Twin deck recovery truck

hope this helps
I used to drive these a few years ago the company I was driving for had 5 and 4 transits we used to move our own hire cars to the accident repair industry (ambulance chasers). We had restricted o licence and had to comply with the 6wk inspections. As I see it the only difference is your cars will be damaged and ours were to replace damaged cars, as the cars will be your you will need to comply IMHO. This will be classed as haulage.

When we started to collect the repaired cars from the garage and return them to our hirer and collect our car from them we had to change from a restricted to a standard o licence so be careful.

Hope this is of use

madmanjay:
thinking of buying a 7.5 tonne recovery truck for buying accident damaged repair cars,just a few questions for you guys,wondering if you could shed some light

questions

1,would i need a operators licence
2,would the truck in question require 6 weekly inspections

  1. Yes. However if it is only for your own business and you are not doing it for hire and reward you can get a restricted O licence which has lower requirements on the operator. You cannot do any work for anyone other than your own business though. The restricted O licence is for moving your own goods - a scaffolding company would have one for example but a builders merchant wouldn’t because they charge for delivery.
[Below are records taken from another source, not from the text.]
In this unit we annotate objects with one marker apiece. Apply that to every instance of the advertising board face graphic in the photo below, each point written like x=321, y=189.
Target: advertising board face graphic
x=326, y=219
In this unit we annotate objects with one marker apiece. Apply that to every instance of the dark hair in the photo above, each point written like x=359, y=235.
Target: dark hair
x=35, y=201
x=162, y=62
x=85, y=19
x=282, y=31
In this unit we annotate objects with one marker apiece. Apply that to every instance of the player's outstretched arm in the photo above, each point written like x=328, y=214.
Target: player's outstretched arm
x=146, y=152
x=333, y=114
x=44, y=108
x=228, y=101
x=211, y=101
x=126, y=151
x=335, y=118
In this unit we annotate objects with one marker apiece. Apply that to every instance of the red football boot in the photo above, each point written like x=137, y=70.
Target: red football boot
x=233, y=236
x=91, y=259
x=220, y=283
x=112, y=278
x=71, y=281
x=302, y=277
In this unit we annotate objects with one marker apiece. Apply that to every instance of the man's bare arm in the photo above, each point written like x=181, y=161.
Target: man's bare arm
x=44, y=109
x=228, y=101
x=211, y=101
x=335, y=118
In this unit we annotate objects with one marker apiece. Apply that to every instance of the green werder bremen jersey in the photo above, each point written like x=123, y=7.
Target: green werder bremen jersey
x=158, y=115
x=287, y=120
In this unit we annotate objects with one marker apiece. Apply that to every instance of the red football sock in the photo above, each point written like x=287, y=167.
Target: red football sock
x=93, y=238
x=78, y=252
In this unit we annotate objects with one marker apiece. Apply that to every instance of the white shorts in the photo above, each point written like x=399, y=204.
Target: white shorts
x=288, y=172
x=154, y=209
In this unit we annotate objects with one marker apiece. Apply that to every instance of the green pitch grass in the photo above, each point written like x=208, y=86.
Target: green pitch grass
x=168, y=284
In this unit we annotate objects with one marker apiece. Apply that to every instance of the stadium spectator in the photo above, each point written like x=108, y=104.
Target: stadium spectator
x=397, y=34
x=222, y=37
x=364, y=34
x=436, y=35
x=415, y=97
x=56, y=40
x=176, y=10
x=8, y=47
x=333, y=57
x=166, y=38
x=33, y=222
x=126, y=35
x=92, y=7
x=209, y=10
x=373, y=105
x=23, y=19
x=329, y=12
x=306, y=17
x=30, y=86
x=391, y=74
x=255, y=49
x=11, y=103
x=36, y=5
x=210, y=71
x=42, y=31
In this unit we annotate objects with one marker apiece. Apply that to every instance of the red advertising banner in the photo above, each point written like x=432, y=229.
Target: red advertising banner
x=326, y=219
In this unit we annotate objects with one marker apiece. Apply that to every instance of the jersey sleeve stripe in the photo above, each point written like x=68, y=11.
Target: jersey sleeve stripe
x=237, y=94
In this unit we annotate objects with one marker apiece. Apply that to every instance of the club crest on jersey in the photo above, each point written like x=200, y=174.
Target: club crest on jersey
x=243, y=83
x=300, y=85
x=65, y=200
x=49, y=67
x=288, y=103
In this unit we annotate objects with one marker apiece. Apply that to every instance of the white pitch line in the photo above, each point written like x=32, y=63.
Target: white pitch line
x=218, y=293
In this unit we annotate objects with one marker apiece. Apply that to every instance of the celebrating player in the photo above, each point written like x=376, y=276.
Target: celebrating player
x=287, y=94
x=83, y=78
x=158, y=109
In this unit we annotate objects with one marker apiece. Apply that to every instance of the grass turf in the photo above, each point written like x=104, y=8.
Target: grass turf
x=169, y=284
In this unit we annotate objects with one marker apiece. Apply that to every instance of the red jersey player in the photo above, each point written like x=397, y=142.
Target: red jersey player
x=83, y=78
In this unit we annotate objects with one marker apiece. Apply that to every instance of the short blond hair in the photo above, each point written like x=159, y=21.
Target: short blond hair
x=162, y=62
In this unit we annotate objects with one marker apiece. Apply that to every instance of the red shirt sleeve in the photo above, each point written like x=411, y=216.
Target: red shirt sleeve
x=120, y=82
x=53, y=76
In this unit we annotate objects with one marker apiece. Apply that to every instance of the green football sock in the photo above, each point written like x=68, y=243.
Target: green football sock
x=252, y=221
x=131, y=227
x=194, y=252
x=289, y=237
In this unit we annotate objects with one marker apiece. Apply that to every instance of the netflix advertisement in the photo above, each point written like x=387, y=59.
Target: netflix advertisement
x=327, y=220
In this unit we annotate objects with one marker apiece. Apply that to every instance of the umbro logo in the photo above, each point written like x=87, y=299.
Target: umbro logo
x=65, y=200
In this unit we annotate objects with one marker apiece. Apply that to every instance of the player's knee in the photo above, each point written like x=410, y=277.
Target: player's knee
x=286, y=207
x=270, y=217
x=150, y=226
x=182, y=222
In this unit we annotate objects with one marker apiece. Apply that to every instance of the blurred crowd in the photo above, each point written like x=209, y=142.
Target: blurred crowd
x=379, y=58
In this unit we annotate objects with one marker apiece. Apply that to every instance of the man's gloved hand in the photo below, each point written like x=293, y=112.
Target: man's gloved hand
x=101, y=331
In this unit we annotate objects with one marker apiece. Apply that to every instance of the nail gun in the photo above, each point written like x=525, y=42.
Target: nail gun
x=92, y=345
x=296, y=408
  2. If you have a restricted O licence, no you wouldn’t.

madmanjay:
thanks for all the info guys,decided to leave the 7.5 tonne after all, on the look out for a 3.5 tonne now think that will be best option as i’m still driving artics for a living and these cars i buy is only a part time thing,plus there is the driving hours side of things

Depending on what car you own, why not just get a twin axle car transporting trailer and use your car to tow it or sell your car and get a 4x4 which you can use for going to work and the business? Something like this with a winch on the front will do the job.

prgtrailers.co.uk/index.php/trailers/e-tech-77

Once over, anything over 7.5 tons was a commercial vehicle, now it’s 3.5 tons.
So you put a trailer on the back of a 4x4, and the total weight exceeds 3.5 tons, you’ll still need tachograph.
The VOSA aren’t interested what the trailer or tow vehicle actually weight, they go off the plated weight.
My Landrover is 3050kgs and trailer is 2800kgs max on the plate.
So no matter waht the combination actually weighs on the bridge, as far as VOSA are concerned, it’s 5850kgs, and if used for business needs tacho.

A frames are illegal unless the brakes are properly coupled, like the motorhome brigade use. Or unless the car weighs less than 750 kgs, which there’s maybe only 1 that is (French MicroCar).

Conor:

madmanjay:
thinking of buying a 7.5 tonne recovery truck for buying accident damaged repair cars,just a few questions for you guys,wondering if you could shed some light

questions

1,would i need a operators licence
2,would the truck in question require 6 weekly inspections

  1. Yes. However if it is only for your own business and you are not doing it for hire and reward you can get a restricted O licence which has lower requirements on the operator. You cannot do any work for anyone other than your own business though. The restricted O licence is for moving your own goods - a scaffolding company would have one for example but a builders merchant wouldn’t because they charge for delivery.

Conor,
Is a builder’s merchant entitled to make a charge for delivering his own goods and still run on an own-account ‘O’ licence?

Conor:
2) If you have a restricted O licence, no you wouldn’t.

Isn’t there a requirement upon all ‘O’ licence holders to maintain their vehicles in a fit and serviceable condition?